Uncertainty-Aware Multimodal Learning via Conformal Shapley Intervals
Mathew Chandy, Michael Johnson, Judong Shen, Devan V. Mehrotra, Hua Zhou, Jin Zhou, Xiaowu Dai

TL;DR
This paper introduces conformal Shapley intervals, a method combining Shapley values and conformal inference to quantify uncertainty in multimodal data importance, enabling reliable modality selection with strong performance guarantees.
Contribution
It presents a novel framework for uncertainty-aware modality importance estimation and a provably optimal modality selection procedure in multimodal learning.
Findings
Effective uncertainty quantification for modalities.
Strong predictive performance with few modalities.
Provable guarantees for modality subset selection.
Abstract
Multimodal learning combines information from multiple data modalities to improve predictive performance. However, modalities often contribute unequally and in a data dependent way, making it unclear which data modalities are genuinely informative and to what extent their contributions can be trusted.
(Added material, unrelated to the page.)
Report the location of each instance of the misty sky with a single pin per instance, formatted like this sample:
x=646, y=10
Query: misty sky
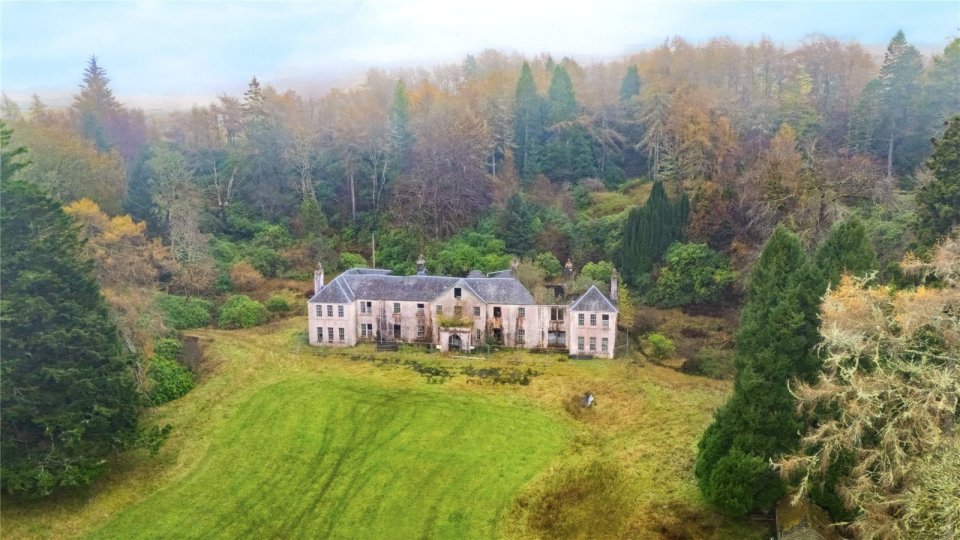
x=166, y=52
Quantifying modality level importance together with uncertainty is therefore central to interpretable and reliable multimodal learning. We introduce conformal Shapley intervals, a framework that combines Shapley values with conformal inference to construct uncertainty-aware importance intervals for each modality. Building on these intervals, we propose a modality selection procedure with a provable optimality guarantee: conditional on the observed features, the selected subset of modalities achieves performance close to that of the optimal subset. We demonstrate the effectiveness of our…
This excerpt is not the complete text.